La crise climatique n'est plus une préoccupation future. Dans de nombreuses régions du monde, elle a déjà commencé.
L'année 2021 a été l'année la plus chaude jamais enregistrée. Des millions de personnes vivent avec des températures extrêmes, faisant face à une menace croissante d'inondations ou de feux de forêt. Ici, cinq personnes expliquent comment les températures extrêmes ont changé leur vie.
'Nous avons passé de nombreuses nuits blanches'
Shakeela Bano dispose souvent la literie de sa famille sur le toit de leur maison à un étage en Inde. Certaines nuits, il fait trop chaud pour dormir à l'intérieur. Le toit peut être trop chaud pour y marcher. "C'est très difficile", dit-elle. "Nous passons de nombreuses nuits sans sommeil".Shakeela vit avec son mari, sa fille et ses trois petits-enfants dans une pièce sans fenêtre à Ahmedabad. Ils n'ont qu'un seul ventilateur de plafond pour les maintenir au frais.

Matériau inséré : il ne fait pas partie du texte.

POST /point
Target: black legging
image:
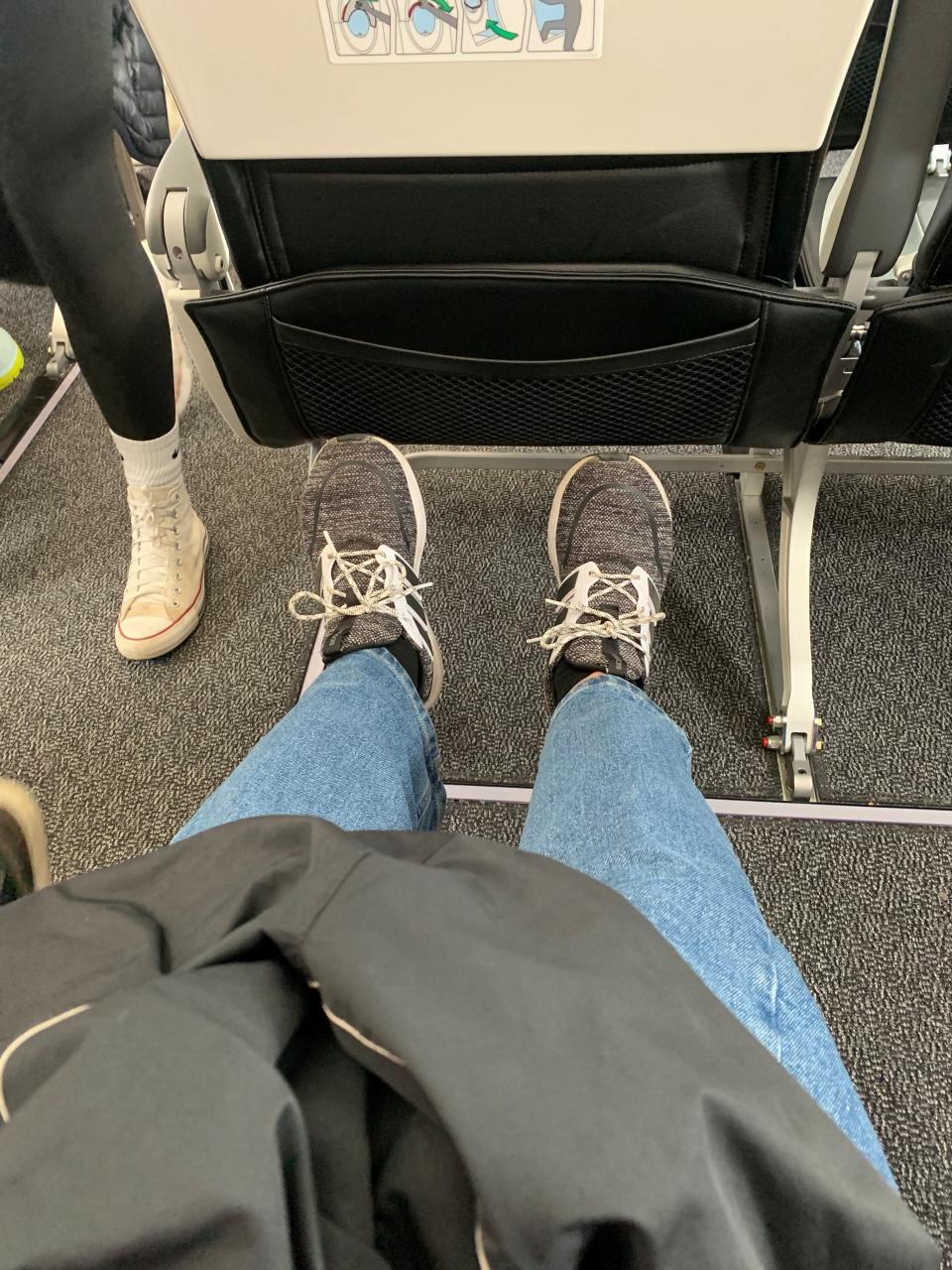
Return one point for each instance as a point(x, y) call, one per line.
point(60, 185)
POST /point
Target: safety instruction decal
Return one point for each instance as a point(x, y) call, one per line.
point(398, 31)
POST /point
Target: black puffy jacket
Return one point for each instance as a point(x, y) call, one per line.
point(139, 96)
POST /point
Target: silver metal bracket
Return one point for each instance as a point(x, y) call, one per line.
point(852, 290)
point(939, 160)
point(61, 356)
point(182, 230)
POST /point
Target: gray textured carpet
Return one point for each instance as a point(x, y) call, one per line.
point(121, 754)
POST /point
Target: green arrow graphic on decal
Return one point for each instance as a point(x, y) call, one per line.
point(500, 31)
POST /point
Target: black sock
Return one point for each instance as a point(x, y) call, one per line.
point(566, 676)
point(408, 657)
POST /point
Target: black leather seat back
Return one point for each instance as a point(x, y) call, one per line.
point(740, 214)
point(521, 302)
point(901, 388)
point(862, 79)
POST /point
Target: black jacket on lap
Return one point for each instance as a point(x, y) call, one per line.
point(278, 1044)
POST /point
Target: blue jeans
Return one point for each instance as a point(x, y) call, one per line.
point(613, 799)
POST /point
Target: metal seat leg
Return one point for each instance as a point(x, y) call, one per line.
point(797, 725)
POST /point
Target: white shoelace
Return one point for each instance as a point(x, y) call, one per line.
point(630, 627)
point(371, 581)
point(154, 543)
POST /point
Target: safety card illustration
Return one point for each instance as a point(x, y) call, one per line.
point(394, 31)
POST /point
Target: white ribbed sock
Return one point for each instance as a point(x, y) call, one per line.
point(151, 462)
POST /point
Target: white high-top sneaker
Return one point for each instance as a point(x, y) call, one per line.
point(166, 587)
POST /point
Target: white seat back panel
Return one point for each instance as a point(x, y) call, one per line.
point(278, 79)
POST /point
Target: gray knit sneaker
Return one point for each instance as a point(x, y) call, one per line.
point(365, 530)
point(611, 545)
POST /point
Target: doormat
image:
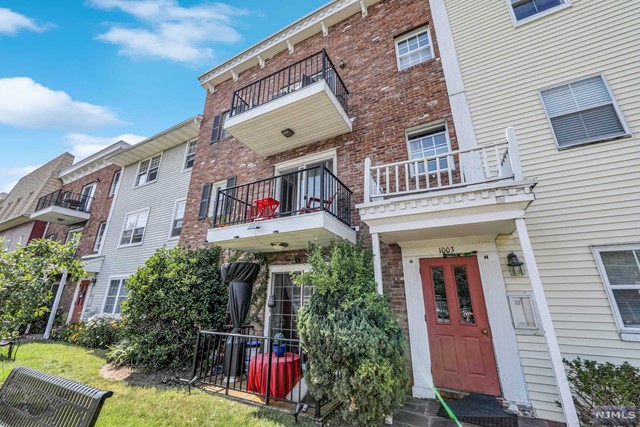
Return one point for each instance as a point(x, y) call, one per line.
point(482, 410)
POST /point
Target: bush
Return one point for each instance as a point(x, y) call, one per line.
point(601, 384)
point(356, 348)
point(175, 294)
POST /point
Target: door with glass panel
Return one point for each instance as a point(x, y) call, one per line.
point(460, 344)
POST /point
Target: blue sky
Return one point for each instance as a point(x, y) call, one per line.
point(77, 75)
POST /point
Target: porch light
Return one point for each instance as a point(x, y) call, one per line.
point(279, 246)
point(515, 265)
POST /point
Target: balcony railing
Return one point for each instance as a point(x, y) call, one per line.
point(66, 199)
point(256, 369)
point(297, 193)
point(296, 76)
point(459, 168)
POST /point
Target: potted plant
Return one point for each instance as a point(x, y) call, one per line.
point(279, 347)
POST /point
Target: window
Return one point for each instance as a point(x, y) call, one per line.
point(114, 183)
point(218, 132)
point(428, 144)
point(620, 270)
point(99, 237)
point(191, 155)
point(148, 170)
point(582, 112)
point(116, 294)
point(87, 196)
point(413, 48)
point(523, 9)
point(134, 226)
point(178, 217)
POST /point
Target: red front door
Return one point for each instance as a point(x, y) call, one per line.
point(77, 307)
point(462, 355)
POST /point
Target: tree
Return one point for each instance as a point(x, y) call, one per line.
point(27, 275)
point(355, 348)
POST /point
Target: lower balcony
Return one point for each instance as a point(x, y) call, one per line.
point(478, 191)
point(284, 212)
point(63, 207)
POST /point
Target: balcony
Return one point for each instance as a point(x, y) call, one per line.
point(63, 207)
point(284, 212)
point(300, 104)
point(477, 191)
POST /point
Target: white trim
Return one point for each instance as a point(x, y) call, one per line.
point(135, 178)
point(616, 107)
point(124, 223)
point(622, 330)
point(120, 277)
point(565, 4)
point(173, 217)
point(280, 268)
point(413, 33)
point(566, 398)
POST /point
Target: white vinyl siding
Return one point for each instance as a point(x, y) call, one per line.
point(414, 48)
point(582, 112)
point(586, 197)
point(133, 229)
point(116, 295)
point(148, 170)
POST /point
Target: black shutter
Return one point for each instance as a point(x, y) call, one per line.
point(204, 202)
point(217, 128)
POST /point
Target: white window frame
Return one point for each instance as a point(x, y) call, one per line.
point(173, 218)
point(432, 129)
point(121, 278)
point(115, 182)
point(626, 333)
point(138, 173)
point(279, 269)
point(124, 224)
point(565, 4)
point(97, 245)
point(409, 35)
point(186, 155)
point(627, 132)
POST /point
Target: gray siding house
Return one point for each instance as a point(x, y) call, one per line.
point(146, 213)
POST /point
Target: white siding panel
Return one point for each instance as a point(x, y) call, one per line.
point(159, 197)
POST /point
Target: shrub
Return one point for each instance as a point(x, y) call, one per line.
point(175, 294)
point(598, 384)
point(356, 348)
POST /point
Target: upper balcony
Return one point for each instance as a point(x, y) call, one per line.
point(477, 191)
point(284, 212)
point(63, 207)
point(300, 104)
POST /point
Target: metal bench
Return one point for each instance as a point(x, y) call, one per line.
point(30, 398)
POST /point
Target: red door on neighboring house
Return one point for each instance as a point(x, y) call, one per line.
point(77, 307)
point(460, 343)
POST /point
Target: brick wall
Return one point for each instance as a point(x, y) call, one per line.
point(383, 101)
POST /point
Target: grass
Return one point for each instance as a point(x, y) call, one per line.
point(142, 406)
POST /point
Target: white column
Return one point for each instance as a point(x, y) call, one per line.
point(547, 326)
point(377, 261)
point(56, 302)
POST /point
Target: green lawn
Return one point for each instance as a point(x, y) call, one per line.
point(142, 406)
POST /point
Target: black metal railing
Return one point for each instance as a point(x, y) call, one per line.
point(296, 193)
point(66, 199)
point(296, 76)
point(244, 366)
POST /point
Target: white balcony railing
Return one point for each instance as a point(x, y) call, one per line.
point(459, 168)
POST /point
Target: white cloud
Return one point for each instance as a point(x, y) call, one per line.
point(170, 31)
point(25, 103)
point(11, 22)
point(83, 145)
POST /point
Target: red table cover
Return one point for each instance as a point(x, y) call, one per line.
point(285, 373)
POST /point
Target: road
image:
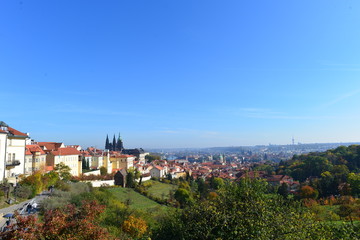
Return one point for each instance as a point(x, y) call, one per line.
point(21, 207)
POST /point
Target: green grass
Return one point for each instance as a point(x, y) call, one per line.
point(135, 200)
point(161, 190)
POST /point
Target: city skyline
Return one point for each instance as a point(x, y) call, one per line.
point(181, 74)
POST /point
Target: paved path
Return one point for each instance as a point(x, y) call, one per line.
point(21, 207)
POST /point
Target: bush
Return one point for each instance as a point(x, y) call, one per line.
point(103, 171)
point(24, 191)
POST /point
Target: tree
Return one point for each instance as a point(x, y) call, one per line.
point(241, 211)
point(216, 183)
point(135, 227)
point(283, 190)
point(63, 171)
point(69, 223)
point(354, 181)
point(103, 171)
point(183, 196)
point(308, 192)
point(130, 178)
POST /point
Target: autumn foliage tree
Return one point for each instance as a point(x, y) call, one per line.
point(308, 192)
point(72, 223)
point(135, 227)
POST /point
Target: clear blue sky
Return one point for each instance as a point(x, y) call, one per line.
point(181, 73)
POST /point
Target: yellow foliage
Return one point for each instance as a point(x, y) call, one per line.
point(135, 227)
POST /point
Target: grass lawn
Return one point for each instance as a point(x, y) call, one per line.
point(136, 200)
point(161, 190)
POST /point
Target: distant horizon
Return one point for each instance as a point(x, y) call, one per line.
point(181, 73)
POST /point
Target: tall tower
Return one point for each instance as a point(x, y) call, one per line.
point(119, 144)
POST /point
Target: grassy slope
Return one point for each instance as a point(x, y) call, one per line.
point(161, 190)
point(137, 201)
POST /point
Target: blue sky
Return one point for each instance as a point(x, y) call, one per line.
point(181, 73)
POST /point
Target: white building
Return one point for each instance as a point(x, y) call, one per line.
point(12, 152)
point(158, 172)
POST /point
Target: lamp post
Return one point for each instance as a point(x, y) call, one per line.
point(16, 177)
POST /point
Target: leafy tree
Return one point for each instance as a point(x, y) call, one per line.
point(308, 192)
point(283, 190)
point(216, 183)
point(135, 227)
point(103, 171)
point(69, 223)
point(354, 181)
point(242, 211)
point(183, 196)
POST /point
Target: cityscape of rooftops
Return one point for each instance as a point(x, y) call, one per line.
point(187, 105)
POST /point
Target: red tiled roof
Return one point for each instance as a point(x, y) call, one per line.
point(49, 168)
point(16, 132)
point(66, 151)
point(50, 145)
point(34, 148)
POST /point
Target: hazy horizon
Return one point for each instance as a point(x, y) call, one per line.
point(171, 74)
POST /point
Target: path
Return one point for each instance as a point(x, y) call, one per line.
point(21, 207)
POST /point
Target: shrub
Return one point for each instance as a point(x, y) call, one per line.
point(24, 191)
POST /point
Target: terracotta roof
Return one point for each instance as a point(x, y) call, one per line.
point(34, 148)
point(49, 168)
point(124, 155)
point(15, 132)
point(159, 168)
point(65, 151)
point(50, 145)
point(27, 152)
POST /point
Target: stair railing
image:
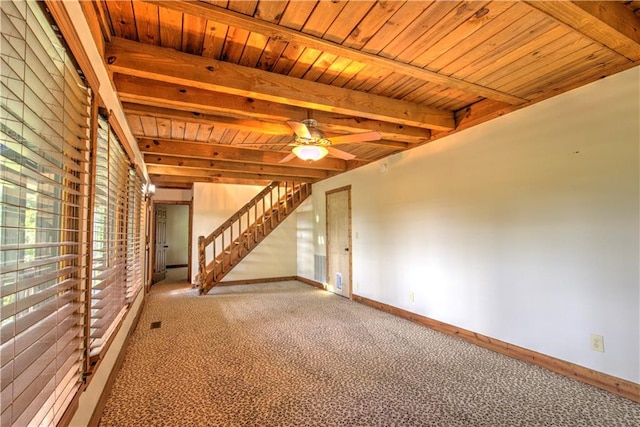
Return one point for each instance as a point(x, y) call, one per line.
point(244, 229)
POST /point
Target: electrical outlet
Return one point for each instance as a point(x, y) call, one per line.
point(597, 343)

Le changement climatique fait que de nombreuses villes indiennes atteignent aujourd'hui 50°C. Les zones densément peuplées sont particulièrement touchées par ce que l'on appelle l'effet d'îlot de chaleur urbain. Des matériaux comme le béton piègent et diffusent la chaleur, ce qui fait grimper les températures. Et il n'y a pas de répit la nuit, quand la température peut encore augmenter.
Dans des maisons comme celle de Shakeela, les températures atteignent désormais 46°C. Elle a des vertiges à cause de la chaleur. Ses petits-enfants souffrent d'éruptions cutanées, d'épuisement dû à la chaleur et de diarrhée.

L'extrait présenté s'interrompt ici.